Выбрать главу

Есть ли в этой книге, умело составленной и с большим тактом отредактированной К. Рудницким, есть ли в ней главная тема? Есть. Это мысли о выражении на сцене идеи через образное раскрытие идеи. Вот Михоэлс коснулся образности искусства и в качестве пояснения приводит русскую поговорку: «Утро вечера мудренее». Если, продолжает он, вы захотите эту народную мудрость перевести на немецкий язык дословно, поговорки из этих слов не получится. Но на основе образности своего языка немецкий народ выдумал равноценную: «Утренний час во рту имеет золото». И также по-своему сформулировал эту мысль еврейский народ: «С бедой надо переночевать». Одна из первейших обязанностей художника — вычитывать эту образность в произведениях народного творчества, в произведениях литературы. И в качестве подтверждения мысли Михоэлс приводит блистательные примеры собственного проникновения в суть образной системы Шекспира. Так, он отмечает, что Глостер в «Короле Лире» не был зрячим, обладая глазами. Он был слепым, потому что не мог разобраться в том, что Эдмунд предатель, а Эдгар подлинный рыцарь. Но, лишившись глаз, Глостер прозрел. «Не думаю, — замечает Михоэлс, — что Шекспир стремился убедить людей в необходимости выкалывать глаза, чтобы стать зрячим». Но что он не доверял человеческому зрению, это дли Михоэлса несомненно.

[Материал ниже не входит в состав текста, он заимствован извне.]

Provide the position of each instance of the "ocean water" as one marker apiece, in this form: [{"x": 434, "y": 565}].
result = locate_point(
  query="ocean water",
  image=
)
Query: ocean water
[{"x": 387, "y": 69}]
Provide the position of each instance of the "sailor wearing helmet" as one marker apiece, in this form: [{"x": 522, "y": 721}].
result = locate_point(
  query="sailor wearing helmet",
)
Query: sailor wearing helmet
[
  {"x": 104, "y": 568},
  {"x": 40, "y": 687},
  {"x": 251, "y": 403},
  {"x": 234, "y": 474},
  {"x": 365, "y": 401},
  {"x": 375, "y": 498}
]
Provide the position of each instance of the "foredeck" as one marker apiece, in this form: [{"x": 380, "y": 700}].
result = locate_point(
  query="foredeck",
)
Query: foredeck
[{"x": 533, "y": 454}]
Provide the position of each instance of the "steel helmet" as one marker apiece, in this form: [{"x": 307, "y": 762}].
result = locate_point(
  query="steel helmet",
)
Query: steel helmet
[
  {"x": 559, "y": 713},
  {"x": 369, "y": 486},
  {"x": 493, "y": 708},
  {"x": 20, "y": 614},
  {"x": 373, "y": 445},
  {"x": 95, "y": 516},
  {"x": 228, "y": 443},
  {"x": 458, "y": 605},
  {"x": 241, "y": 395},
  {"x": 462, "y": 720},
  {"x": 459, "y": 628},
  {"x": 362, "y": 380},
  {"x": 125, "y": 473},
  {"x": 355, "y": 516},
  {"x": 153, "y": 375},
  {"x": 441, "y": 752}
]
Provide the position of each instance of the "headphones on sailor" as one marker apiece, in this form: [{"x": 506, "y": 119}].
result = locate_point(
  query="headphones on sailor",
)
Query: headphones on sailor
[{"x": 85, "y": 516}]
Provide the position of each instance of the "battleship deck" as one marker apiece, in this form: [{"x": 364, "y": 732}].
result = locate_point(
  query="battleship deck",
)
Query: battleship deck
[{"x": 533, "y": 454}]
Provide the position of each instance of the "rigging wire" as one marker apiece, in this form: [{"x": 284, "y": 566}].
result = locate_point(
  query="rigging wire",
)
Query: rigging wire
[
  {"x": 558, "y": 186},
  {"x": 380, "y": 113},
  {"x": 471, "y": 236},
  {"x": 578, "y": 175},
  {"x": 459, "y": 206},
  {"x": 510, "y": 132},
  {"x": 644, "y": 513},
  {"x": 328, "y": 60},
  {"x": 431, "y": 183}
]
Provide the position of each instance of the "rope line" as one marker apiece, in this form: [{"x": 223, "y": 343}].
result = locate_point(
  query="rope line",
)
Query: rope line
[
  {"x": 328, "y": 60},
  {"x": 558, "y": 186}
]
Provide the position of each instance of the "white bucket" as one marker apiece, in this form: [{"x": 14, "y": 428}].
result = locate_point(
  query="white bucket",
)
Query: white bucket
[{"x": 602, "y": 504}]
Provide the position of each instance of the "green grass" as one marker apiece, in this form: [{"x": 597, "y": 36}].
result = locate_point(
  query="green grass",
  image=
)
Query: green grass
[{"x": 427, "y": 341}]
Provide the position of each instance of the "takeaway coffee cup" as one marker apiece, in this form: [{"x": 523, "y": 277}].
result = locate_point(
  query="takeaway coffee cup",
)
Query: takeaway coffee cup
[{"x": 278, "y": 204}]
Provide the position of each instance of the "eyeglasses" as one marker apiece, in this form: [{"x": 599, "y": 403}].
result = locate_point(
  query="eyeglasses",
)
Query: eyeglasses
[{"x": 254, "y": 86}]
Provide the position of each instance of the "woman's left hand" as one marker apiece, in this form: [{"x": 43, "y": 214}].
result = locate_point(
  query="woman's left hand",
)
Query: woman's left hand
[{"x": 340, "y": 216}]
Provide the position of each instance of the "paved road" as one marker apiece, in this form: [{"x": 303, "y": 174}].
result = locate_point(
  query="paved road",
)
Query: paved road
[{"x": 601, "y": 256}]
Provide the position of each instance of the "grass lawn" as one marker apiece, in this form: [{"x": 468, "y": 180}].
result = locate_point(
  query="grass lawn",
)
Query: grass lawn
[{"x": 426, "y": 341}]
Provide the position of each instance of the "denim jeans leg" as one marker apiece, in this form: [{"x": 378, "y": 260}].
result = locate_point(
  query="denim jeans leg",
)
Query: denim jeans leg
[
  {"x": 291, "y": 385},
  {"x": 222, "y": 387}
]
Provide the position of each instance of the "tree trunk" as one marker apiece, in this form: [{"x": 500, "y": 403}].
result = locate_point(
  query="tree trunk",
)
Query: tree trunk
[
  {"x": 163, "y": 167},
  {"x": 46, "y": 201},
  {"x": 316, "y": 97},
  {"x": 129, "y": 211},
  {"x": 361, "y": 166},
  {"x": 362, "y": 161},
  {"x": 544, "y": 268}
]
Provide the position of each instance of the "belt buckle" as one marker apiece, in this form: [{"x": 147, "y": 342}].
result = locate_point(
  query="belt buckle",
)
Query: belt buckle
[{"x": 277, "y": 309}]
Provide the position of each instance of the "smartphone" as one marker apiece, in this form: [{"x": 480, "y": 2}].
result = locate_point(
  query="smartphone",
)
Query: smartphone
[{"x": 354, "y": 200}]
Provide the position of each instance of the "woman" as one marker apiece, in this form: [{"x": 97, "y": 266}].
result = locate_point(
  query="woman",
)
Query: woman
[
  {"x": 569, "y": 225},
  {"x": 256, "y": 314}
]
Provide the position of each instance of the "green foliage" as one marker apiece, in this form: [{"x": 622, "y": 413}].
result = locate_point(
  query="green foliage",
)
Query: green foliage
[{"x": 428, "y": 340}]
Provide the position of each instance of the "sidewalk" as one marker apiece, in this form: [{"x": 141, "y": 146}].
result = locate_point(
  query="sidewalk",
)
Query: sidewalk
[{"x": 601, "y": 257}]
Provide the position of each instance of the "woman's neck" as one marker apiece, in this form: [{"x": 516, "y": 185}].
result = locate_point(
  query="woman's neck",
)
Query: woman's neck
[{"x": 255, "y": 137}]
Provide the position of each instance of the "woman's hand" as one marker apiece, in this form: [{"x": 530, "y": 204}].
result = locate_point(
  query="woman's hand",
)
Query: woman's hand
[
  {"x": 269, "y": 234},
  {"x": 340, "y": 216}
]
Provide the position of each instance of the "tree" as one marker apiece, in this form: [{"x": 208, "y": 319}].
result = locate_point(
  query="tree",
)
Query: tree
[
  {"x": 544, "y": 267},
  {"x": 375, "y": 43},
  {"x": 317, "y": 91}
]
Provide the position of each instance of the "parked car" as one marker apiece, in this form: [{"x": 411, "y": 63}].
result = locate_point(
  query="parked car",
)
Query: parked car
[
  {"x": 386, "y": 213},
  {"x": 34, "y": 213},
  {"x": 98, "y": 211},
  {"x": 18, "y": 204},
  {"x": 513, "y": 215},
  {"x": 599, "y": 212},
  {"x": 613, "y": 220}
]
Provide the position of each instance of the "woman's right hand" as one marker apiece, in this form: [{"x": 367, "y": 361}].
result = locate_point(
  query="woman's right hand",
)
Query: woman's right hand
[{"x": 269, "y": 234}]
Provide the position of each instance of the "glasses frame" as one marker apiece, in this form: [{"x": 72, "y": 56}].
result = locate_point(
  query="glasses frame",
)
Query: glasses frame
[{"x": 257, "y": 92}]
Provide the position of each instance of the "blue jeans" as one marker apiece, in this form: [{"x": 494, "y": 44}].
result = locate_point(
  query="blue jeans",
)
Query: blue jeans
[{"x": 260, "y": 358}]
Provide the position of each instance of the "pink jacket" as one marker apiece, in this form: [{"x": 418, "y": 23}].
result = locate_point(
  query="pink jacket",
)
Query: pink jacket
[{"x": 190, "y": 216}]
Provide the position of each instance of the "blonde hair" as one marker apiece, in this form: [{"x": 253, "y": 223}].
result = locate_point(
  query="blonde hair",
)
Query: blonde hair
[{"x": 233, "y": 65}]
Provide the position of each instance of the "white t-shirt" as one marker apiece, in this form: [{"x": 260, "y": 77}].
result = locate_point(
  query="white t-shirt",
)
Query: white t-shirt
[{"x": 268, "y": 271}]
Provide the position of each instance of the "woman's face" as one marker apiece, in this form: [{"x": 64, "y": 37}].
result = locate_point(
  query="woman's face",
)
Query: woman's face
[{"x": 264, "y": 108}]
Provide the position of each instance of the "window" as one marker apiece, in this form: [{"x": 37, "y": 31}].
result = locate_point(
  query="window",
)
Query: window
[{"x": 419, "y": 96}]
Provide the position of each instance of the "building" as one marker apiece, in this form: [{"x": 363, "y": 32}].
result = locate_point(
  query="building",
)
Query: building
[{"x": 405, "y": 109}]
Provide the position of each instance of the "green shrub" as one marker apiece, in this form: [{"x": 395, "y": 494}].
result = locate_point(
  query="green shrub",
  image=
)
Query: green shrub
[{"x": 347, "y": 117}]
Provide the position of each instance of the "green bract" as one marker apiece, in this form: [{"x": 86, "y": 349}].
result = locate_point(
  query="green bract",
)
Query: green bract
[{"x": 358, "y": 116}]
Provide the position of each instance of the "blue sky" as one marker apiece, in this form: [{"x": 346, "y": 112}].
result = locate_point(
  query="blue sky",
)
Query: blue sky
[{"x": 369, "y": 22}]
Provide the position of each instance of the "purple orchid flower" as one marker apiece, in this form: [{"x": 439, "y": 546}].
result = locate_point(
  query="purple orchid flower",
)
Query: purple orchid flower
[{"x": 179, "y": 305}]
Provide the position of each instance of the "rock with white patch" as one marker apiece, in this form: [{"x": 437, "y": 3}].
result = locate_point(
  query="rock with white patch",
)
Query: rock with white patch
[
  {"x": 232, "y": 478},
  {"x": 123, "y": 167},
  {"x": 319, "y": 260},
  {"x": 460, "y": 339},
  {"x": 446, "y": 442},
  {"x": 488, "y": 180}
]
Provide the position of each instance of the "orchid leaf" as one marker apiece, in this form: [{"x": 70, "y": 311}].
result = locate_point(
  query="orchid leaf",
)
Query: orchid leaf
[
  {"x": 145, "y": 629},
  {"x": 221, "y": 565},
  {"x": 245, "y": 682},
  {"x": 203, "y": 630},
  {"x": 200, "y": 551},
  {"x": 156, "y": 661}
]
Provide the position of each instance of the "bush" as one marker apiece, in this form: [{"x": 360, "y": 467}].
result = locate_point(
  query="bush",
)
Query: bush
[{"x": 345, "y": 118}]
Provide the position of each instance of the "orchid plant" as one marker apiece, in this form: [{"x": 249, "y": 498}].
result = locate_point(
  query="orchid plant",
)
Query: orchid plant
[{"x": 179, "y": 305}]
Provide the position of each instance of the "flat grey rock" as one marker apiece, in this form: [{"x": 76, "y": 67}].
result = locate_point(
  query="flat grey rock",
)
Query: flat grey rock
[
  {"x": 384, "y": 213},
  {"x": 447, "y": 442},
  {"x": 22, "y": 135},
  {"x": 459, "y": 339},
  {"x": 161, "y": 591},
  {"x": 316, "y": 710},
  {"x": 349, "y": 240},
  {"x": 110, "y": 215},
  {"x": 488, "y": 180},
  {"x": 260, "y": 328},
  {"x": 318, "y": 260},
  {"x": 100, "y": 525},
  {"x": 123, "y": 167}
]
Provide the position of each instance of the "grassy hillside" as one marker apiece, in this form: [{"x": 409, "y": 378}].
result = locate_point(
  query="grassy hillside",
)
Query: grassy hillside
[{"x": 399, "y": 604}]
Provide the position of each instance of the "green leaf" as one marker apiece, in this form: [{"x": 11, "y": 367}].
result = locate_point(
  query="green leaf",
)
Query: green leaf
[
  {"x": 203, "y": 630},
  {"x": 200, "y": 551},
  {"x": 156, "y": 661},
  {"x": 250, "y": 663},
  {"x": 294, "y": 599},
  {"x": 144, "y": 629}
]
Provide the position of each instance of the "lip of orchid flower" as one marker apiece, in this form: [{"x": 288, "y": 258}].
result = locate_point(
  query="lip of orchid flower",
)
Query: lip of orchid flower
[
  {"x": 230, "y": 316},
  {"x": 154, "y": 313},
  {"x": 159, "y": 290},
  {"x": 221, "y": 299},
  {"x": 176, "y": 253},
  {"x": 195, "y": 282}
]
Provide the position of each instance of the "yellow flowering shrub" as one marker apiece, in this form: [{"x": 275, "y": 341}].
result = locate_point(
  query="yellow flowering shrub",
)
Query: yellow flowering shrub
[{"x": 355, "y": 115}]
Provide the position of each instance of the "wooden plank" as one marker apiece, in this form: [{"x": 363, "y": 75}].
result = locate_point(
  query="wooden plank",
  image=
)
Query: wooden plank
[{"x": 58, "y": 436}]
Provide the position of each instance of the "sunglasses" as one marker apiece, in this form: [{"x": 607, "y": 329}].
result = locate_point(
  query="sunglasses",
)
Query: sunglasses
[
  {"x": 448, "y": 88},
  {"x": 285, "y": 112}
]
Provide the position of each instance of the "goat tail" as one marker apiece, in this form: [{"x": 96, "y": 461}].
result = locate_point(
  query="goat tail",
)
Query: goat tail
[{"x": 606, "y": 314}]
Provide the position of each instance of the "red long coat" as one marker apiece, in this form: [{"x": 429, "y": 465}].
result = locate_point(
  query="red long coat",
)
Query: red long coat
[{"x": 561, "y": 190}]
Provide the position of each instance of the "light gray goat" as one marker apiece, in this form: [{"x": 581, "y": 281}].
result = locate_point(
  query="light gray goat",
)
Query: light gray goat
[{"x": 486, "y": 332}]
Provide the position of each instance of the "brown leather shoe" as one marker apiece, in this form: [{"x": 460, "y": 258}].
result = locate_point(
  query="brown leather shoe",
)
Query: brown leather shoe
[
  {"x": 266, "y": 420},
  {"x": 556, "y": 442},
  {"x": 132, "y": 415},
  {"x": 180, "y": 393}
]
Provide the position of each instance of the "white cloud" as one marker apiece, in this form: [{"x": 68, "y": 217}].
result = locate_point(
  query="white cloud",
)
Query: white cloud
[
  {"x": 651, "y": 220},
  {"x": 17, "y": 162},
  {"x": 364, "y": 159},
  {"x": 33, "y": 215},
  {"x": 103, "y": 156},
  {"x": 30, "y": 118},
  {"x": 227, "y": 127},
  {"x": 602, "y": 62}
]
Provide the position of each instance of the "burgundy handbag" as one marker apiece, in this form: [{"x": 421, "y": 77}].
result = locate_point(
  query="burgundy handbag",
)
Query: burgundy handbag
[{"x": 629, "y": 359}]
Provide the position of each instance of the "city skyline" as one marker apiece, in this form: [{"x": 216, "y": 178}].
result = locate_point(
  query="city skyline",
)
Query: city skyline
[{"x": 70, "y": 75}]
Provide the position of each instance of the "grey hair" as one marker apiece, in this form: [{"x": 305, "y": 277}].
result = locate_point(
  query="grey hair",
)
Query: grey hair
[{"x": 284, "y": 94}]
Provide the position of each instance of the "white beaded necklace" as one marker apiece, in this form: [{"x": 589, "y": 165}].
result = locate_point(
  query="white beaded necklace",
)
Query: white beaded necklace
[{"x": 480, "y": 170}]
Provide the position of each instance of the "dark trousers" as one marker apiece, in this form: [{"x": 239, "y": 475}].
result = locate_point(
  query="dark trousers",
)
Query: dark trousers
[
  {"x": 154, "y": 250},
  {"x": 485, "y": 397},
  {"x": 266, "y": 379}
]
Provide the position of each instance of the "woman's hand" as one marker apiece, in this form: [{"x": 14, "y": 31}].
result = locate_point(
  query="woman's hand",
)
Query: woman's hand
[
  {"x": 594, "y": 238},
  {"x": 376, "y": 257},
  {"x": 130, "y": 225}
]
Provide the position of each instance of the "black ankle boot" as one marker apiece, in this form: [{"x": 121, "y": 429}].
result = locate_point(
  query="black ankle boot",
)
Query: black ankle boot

А вот еще пример образной силы Шекспира и одновременно доказательство глубокого понимания Михоэлсом образа короля Лира. Лев Толстой писал, что Шекспир бездарен, что в «Короле Лире» бушуют выдуманные, бутафорские страсти, что отказ Лира от короны и раздел королевства необоснованны. А между тем, достигнув возраста Лира, он сам ушел из дому, от богатства и от довольства, и попытался навсегда порвать со своим прошлым. Так жизнь надсмеялась над толстовским осуждением Шекспира, добавляет Михоэлс. И делает вывод: «Великий художник Толстой не понял образного, скрытого в этой пьесе».

Это образное у Шекспира Михоэлс видит во всем.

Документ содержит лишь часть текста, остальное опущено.